Antes, quiero dar las gracias a la guapísima holandesa que tan amablemente me atendió en El Prat, donde me dio un asiento de primera clase en el vuelo largo Amsterdam-Shangai. Imaginaros el panorama: fila 1, delante no tenia nada, porque la cabina del piloto estaba en un segundo piso del avión; pantalla individual donde podías elegir películas para ver, en idioma original subtituladas en holandés, árabe o chino, aunque alguna había doblada al español mexicano, que si ya me cuesta verlas dobladas, en español latino la cosa es de risa; asientos reclinables, hasta con masaje incorporado. Compartía asientos con una familia belga, el hijo no calló en todo el viaje, lastima de saber un poco de francés y entender casi todo lo que decían. El padre no paró de beber vino y me proyectaba los eructos, cual Kasparov.

Qué hermoso skyline tiene Shangai visto desde el avión!

La llegada a un nuevo país implica conocer primero el aeropuerto, y lo que más me impacta es la salida fuera de la terminal para comprobar el clima tropical, caluroso y húmedo del que dispone en estas fechas el glorioso país de China. Tiempo tuve para todo, recorrer las dos enormes terminales de arriba abajo, pocos occidentales salieron a mi paso, hombres chinos en pijama hawaiano siendo abroncados y agredidos por sus mujeres por fumar en la terminal, guapas (que digo, guapísimas) azafatas, siestas furtivas en asientos acolchados abrazado a mis pertenencias, para despertar siendo observado por amables ancianas chinas que me sonreían con complicidad.

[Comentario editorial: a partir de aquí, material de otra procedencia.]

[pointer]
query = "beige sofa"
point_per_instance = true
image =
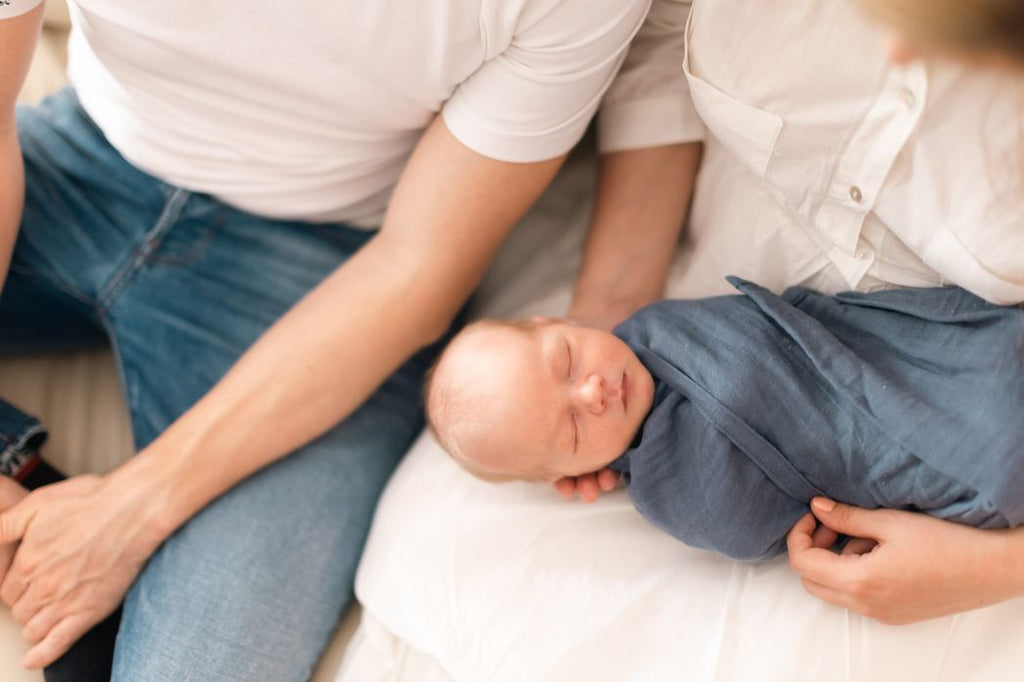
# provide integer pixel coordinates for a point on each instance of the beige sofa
(78, 394)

Y nos dieron las mil, y por fin mi vuelo salio hacia Guangzhou, donde esperaba el caluroso recibimiento por parte de Héctor, el hermano que nunca tuve (somos dos mariquitas). Sabéis que soy soñador y esperaba una orquesta de Mariachis, pero siendo realistas, tuve que esperar una hora porque Héctor estaba en la otra terminal… todo el romanticismo a tomar por el piiiiiip. Después de esperar media hora a que unos empleados de seguridad del parking nos dejaran salir, ya que el taxista se coló o algo parecido, rumbo a la city, 40 km de autopista casi recta, primeros rascacielos (creo que Guangzhou debe tener unos 8-9 millones, aunque no me hagáis mucho caso) y a dormir en casa de Alberto, un amigo italiano de Héctor.

Al día siguiente, otro avión hacia Lijiang, China profunda, al lado de la India, pero eso ya es otra historia que ya estoy viviendo y que contaré en sucesivos posts.